Archive 17/01/2023.

Packaging documentation

Avagrande

Hello.

I am looking into packaging but I find that documentation for it is rather scarce.

If I create a package out of say the Data folder and then bind it, will that create a a true read only filesystem such that I can iterate the contents of the directory using ScanDir?

I use file structure to automatically bind scripts and other assets for the purposes of modding and ease of use, so you can do things like introduce a new entity by simply creating a appropriately named file and folder. This makes modding really easy but I am not sure if this would be compatible with package structures.

I haven’t tried yet to implement it so I am asking just in case someone else has experience with it.

tl;dr : How do packages work and what are their limitations?

Eugene

Packages don’t interact with Filesystem in any way.
Package support and abstraction is implemented at the level of ResourceCache.
I’m not aware of any mechanism that allows to iterate resources without knowing their names thru ResourceCache.
Although, there’s no physical limitation for implementing it… at the level of ResourceCache, of course.

Avagrande

Thanks.
I guess I will have to implement my own package format.

dertom

Without ever using it, but you might want a look to this:

Miegamicis

You can iterate trough the package entries with the following code:

auto packageFiles = GetSubsystem<ResourceCache>()->GetPackageFiles();
for (auto it = packageFiles.Begin(); it != packageFiles.End(); ++it) {
    auto files = (*it)->GetEntryNames();
    for (auto it2 = files.Begin(); it2 != files.End(); ++it2) {
        if ((*it2).EndsWith(".as")) {
           //This is an AngelScript file in a package
           // (*it2) is a string with the full file path like Scripts/Sample.as
        }
    }
}

But you can’t add new files to an existing package as far as I know.

Avagrande

Oh thats nice! from the looks of it, its possible to create a index from packages which means I could then integrate it with the filesystem not just the cache.

My goal is to make a package that mimics filesystem without Write or rather when you write it writes on disk in the same location.
so if I ScanDir in “Scripts/” and I have “Scripts/OnDisk.lua” in the hdd and then “Scripts/InPkg.lua” in the PKG, the ScanDir function should return both files.

However if I write to “Scripts/InPkg.lua” that will create a file on the actual filesystem ( hdd ) and not the pkg, but when I then run ScanDir I will still have two files and the one in PKG will be ignored.

The filesystem will prefer the InPkg.lua from the filesystem instead of the pkg.
Although I will probably want to give some control to the priority list such that I can prefer one package over the other or in some instances prefer pkg over filesystem.

The benefit of this would be that players can exchange mods in .pkg format and easily remove or add them without the need to unzip anything and that my filesystem controls remain the same.

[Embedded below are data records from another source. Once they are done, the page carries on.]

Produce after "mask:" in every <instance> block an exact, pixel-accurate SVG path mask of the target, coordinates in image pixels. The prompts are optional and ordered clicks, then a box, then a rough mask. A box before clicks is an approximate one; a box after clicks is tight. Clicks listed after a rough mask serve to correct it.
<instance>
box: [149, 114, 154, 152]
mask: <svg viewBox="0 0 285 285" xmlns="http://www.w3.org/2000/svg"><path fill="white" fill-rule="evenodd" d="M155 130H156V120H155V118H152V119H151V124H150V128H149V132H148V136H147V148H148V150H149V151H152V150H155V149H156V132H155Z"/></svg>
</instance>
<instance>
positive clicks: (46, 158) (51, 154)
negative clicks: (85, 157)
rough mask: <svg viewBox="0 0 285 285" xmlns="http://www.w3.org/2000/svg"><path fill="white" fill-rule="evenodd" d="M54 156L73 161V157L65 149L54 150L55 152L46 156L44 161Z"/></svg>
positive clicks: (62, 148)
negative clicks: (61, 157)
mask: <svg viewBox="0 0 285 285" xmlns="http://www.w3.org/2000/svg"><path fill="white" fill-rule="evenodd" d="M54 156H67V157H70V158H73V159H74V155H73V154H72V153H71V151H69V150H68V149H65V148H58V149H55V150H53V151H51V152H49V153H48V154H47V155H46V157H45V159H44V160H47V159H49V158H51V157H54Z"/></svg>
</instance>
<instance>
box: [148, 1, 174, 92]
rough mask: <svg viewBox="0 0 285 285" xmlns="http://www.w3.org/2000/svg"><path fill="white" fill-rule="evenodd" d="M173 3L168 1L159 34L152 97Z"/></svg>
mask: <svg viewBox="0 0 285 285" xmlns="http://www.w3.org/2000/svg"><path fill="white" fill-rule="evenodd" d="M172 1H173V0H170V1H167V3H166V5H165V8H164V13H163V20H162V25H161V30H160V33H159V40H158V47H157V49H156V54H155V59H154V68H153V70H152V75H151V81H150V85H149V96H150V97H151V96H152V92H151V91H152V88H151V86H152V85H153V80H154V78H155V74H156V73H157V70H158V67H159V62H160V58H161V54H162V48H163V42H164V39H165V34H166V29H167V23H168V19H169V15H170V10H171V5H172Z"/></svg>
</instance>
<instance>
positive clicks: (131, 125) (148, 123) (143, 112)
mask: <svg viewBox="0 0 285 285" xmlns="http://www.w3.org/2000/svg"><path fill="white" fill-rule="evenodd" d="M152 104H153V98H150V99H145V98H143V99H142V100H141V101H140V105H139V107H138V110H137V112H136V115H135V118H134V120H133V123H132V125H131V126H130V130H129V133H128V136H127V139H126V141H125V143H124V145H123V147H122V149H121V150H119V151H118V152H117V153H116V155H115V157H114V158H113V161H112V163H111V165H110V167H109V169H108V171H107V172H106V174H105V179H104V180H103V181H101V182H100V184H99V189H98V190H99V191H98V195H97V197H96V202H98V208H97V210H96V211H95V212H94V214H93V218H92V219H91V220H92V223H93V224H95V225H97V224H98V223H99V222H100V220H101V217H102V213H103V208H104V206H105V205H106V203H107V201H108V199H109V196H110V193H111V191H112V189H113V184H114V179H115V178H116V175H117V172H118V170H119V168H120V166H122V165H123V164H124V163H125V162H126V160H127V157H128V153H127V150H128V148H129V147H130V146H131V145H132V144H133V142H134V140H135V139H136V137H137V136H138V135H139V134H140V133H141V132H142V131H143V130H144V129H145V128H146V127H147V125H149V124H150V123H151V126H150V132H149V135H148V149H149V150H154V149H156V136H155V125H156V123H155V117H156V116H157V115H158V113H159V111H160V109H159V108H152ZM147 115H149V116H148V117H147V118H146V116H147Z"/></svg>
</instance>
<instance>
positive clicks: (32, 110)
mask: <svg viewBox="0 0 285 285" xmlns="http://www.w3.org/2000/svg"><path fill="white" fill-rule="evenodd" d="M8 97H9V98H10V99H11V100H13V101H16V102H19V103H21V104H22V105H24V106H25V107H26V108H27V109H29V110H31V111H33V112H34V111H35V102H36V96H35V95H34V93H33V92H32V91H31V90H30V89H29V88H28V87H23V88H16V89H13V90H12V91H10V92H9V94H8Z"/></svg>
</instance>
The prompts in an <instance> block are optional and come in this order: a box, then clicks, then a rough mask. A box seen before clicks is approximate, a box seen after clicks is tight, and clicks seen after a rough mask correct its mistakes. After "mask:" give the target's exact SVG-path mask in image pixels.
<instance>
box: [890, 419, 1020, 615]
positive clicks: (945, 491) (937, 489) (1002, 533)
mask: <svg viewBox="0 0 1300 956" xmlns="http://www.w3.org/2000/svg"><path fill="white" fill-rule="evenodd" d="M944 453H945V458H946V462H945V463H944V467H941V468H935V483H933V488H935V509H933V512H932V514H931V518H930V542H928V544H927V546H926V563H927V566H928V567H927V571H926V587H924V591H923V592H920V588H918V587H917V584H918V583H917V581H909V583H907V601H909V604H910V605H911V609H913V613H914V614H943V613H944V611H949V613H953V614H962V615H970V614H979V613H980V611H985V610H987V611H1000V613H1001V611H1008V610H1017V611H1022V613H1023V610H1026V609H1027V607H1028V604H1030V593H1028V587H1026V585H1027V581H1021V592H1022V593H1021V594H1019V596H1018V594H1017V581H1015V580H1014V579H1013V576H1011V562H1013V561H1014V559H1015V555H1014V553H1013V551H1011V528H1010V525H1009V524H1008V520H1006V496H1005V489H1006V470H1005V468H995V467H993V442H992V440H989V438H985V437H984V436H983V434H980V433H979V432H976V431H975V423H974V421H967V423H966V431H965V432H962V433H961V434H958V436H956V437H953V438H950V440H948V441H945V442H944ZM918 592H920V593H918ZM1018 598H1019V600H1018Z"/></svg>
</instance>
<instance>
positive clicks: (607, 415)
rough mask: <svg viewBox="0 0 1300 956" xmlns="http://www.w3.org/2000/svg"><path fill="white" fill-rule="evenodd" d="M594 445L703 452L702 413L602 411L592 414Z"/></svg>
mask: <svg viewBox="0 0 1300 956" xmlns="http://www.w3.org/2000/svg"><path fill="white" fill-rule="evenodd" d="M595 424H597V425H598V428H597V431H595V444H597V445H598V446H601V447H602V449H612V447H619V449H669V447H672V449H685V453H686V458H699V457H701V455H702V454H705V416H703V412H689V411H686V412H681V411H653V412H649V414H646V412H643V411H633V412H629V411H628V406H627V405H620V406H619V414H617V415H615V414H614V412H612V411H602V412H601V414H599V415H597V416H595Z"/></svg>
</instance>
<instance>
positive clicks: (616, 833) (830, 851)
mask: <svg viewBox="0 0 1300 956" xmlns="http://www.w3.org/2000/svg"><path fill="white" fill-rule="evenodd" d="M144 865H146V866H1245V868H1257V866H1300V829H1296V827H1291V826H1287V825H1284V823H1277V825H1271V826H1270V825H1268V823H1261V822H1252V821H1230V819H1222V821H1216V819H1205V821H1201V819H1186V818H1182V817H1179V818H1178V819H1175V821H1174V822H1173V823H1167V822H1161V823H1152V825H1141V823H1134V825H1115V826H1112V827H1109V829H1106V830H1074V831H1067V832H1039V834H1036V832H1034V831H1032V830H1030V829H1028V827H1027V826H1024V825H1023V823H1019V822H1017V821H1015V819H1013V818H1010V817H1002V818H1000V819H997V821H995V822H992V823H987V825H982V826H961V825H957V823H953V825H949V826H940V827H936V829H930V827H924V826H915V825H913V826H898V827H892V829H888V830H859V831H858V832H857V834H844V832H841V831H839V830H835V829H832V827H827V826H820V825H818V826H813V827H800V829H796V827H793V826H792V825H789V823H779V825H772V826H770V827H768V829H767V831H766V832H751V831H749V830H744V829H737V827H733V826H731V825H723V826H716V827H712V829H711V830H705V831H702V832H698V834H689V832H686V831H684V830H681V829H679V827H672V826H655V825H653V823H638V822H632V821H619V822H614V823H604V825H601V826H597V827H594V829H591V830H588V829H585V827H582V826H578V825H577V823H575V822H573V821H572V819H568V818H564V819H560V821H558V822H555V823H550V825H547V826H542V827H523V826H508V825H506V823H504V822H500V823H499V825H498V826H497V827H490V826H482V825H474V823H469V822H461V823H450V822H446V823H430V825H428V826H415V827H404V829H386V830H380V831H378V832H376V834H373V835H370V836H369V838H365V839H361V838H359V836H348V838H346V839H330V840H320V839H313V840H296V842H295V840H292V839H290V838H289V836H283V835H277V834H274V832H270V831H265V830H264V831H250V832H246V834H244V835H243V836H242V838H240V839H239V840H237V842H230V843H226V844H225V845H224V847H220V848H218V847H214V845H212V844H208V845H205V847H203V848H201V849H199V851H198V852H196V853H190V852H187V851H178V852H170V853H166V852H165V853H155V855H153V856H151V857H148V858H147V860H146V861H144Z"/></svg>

Even if I try to write to a file thats in the pkg it will just write it to the hdd and therefore “overwrite” it as far as priority is concerned. Therefore making somewhat of a virtual extension to the filesystem.

I previously worked on Love2D ( which uses PhysicsFS ) before moving to Urho3D, One key issue with PhysicsFS is that it applies strict limitations making something like a file browser next to impossible to do. If you are making a editor for example or something that needs to access files on disk it will be a pain since you might need to write all the operations yourself for each OS.

I think the way the package system is now its possible to create the behaviour I need, so I will have a ago.